Whether they’re runnin’ on fumes or emotionally topped off with full-octane Willy Mays karma, I don’t think it’s gonna matter one iota. (What the hell is an iota, anyway?) I think the Cubs are bound and determined to finish what they started in April, and unless they come down with a team-wide case of the Black Plague, nobody — not Mad-Bum, not Posey, and certainly not Conor Gillaspie — is gonna be able to do a damn thing about it.
Hey there, chimichangas. I’d like to offer a tip of the Joe lid to Jason Hammel. I know that seems like it came outta left field (nice baseball metaphor, huh?) but I got a reason and it’s a good one.
I’m sure that a lotta you who saw his outing yesterday against the Dodgers, and those who may still be tryin’ to block out his start in Colorado before that, might be scratchin’ your heads right now. I mean why would I salute the Hamster after two of his worst starts of the season? Well, my friend, there’s a lot more that goes into the makeup of a Major League pitcher than havin’ a Howitzer for an arm. (Although I gotta say that is pretty high up on the list.) Some of it has nothin’ to do with the first 5 tools of baseball, and a whole lot to do with the 6th. Uhh, that would be something called “class.”
So Hammel has a couple of bad games … BFD. Other than those, he’s been lights out since the break. And besides, who the hell doesn’t have bad days? Even God has ’em. How else can you explain the platypus, male pattern baldness, or Donald Trump?
Anyway, yesterday the pitch count is at 39 — a number even White Sox fans can count to — when the Hambone gets the hook. I don’t think he’d even broken a sweat when out comes Maddon like he’s Sparky Friggin’ Anderson or somethin’. Hey … don’t get me wrong. Except for havin’ grown men wearin’ PJs on plane rides, I think Joe is a baseball genius. Maybe even a god. Well not quite yet, but if we win the Series he’s gettin’ promoted to god. Anyway, Joe had his reasons for yankin’ Hammel — chief among them was that LA’s lineup was about as stacked as all 12 of last year’s Playmates of the month put together; chock full of lefties. So Joe wasn’t seein’ the planets align for Hammel. Even if Maddon was a foot taller, Hammel wasn’t gonna see eye-to-eye with Coach on this one, and you could see he was visibly pissed as he headed to the dugout.
Again, Joe is the boss, and I side with Joe (except on the idiot pajama thing). But if I’m Hammel, I’m dishin’ a super-sized 4-letter word salad to anyone within earshot as I exit, stage left. I mean it’s not like he Bill Gullickson’d the game (August 18, 1991 Gullickson throws 5 pitches — ball, home run, home run, ball, hit by pitch — and gets pulled). But I don’t think he said much of anything. He wasn’t happy, but he kept it to himself until after the game, behind closed doors. Just him and Maddon.
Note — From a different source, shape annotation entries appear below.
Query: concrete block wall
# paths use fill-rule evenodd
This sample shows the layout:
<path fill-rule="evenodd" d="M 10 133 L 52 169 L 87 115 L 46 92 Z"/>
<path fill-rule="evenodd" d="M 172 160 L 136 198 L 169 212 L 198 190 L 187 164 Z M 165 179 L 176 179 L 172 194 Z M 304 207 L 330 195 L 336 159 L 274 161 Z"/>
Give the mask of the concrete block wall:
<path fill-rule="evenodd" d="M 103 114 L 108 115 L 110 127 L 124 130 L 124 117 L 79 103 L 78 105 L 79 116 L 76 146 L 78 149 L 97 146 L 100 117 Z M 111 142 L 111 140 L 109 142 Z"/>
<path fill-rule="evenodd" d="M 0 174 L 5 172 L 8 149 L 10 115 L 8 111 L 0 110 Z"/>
And that’s why I raise a frosty Old Style to the big guy — cuz unlike so many athletes today he was professional about it. He was classy. He didn’t grand stand, he didn’t make like Carlos Zambrano in the dugout, and he didn’t call up Joe Posnanski and make a federal case out of it in the newspapers. And that last part had to be tough, cuz you could practically hear the saliva drippin’ on the clubhouse carpet as the press tried to get Hammel to sensationalize the thing. Nope. He basically told ’em to shove it. Love that.